Kamis, 18 Februari 2010

Absurditas Pernikahan dalam Masyarakat Kontemporer





Judul : Sudesi (Sukes dengan Satu Istri)
Penulis : Arswendo Atmowiloto
Penerbit : Gramedia Pustaka Utama, Jakarta
Tebal : 456 halaman
Tahun : Januari 2010


Lembaga pernikahan yang sering dianggap sakral ternyata mengalami pereduksian makna dalam masyarakat kontemporer. Pernikahan yang sarat dengan nilai-nilai kesetiaan, pengabdian dan serta pengorbanan, kemudian ditaburi perselingkuhan, kebohongan serta berbagai kepalsuan.

Persoalannya kemudian, masihkah ada orang yang dapat sanggup mempertahankan pernikahan yang serba suci itu manakala lingkungan sekitarnya seolah-olah membenarkan terjadinya berbagai bentuk pengkhianatan. Lebih ekstrim, apakah lembaga perkawinan masih layak dipertahankan sebagai wadah penyatuan dua individu, baik secara formal ataupun agama

Novel Sudesi (Sukses dengan Suatu Istri) tampaknya ingin memberikan sebuah lapangan perenungan mengenai persoalan-persoalan tersebut. Lewat pengalaman dan sepak terjang tokoh-tokohnya, Sudesi yang ditulis oleh Arswendo Atmowiloto, memperlihatkan kecenderungan ini.

Sebut saja tokoh Ibu Sukmono, istri Jati Sukmono penggagas Sudesi, yang kemudian berselingkuh dengan seorang fotografer ternama ketika suaminya tengah meringkuk di dalam penjara. Perselingkuhan yang diawali ketika Ibu Sukmono meminta untuk dipotret dalam pose tanpa busana itu, ternyata dapat terjadi begitu saja tanpa diakhiri rasa penyesalan maupun penghakiman yang berujung kepada akibat-akibat yang merepresentasikan “hukuman Tuhan” terhadap mereka.

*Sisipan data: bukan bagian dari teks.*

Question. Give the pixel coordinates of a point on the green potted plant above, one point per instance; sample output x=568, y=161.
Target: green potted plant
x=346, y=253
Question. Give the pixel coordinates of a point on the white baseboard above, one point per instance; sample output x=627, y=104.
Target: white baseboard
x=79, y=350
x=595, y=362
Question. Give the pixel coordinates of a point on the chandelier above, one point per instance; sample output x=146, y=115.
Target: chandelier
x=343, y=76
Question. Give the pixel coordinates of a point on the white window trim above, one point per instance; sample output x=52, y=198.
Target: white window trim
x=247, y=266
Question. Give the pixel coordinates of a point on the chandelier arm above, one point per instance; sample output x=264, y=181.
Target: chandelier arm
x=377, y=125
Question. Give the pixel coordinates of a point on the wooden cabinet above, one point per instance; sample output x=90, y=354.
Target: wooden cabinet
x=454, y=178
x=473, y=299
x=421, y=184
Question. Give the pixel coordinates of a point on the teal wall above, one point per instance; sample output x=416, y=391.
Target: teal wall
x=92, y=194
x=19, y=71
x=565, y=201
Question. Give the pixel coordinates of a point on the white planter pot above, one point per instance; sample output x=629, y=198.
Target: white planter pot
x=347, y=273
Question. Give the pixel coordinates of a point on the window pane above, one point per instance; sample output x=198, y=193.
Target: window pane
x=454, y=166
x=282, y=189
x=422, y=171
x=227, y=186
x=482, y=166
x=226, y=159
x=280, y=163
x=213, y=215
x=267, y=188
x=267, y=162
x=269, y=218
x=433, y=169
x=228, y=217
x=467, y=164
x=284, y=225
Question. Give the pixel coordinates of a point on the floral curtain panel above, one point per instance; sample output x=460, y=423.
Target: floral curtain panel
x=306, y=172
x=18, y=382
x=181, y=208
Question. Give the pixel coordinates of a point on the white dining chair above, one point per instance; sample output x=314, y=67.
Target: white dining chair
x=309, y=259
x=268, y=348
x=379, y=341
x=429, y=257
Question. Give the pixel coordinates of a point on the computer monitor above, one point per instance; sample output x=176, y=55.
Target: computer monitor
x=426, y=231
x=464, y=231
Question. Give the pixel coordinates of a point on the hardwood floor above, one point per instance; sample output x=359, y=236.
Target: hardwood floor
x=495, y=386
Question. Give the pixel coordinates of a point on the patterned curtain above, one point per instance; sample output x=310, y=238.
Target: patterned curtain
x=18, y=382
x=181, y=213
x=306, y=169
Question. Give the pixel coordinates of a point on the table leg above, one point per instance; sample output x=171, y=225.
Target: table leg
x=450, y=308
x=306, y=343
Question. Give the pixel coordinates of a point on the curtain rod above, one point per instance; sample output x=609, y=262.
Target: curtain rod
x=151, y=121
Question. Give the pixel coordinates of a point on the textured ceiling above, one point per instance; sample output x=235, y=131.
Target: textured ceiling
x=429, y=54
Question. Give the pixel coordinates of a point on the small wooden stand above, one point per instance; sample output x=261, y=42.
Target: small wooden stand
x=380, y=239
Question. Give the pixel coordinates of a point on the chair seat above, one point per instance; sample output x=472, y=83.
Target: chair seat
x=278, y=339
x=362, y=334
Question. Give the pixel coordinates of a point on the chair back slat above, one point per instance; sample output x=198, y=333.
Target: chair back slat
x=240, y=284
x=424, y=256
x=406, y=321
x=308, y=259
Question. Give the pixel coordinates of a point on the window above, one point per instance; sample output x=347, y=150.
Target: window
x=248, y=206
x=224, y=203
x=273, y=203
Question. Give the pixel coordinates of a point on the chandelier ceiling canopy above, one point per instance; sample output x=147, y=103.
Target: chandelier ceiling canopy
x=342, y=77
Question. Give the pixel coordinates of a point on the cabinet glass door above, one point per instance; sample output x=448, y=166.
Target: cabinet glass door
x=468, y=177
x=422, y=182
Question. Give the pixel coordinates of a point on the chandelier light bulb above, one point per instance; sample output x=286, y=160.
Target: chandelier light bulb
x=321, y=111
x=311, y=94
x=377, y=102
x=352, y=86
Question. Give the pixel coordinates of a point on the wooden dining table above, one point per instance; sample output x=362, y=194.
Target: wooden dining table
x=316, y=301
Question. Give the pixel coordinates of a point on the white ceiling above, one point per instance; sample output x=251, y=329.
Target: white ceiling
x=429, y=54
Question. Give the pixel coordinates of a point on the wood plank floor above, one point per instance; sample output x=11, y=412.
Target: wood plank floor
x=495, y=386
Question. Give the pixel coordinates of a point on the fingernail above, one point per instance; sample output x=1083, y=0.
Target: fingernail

Tentu saja novel ini tidak ingin menunjukkan bahwa perselingkuhan merupakan sesuatu yang pantas ditiru ataupun sesuatu yang bersifat relatif. Novel ini juga tidak berusaha mengonstruksi sebuah pemikiran bahwa perselingkuhan adalah sesuatu yang salah dalam pandangan relijiusitas. Sebaliknya, pembaca dibiarkan untuk menikmati alur cerita sebagaimana adanya, dan membuat penilaian tersendiri atasnya.

Beberapa kisah tokoh lainnya dalam novel ini juga menunjukkan bahwa pernikahan telah telah menjadi sesuatu yang absurd, misalnya saja kisah Bambang, seorang wartawan yang mendapat kesempatan untuk menuliskan biografi Ismi Patria, istri anak bungsu Tunjung Suanta, sekaligus istri dari Indrawan, seorang pengusaha kaya yang sanggup memberikan apa saja.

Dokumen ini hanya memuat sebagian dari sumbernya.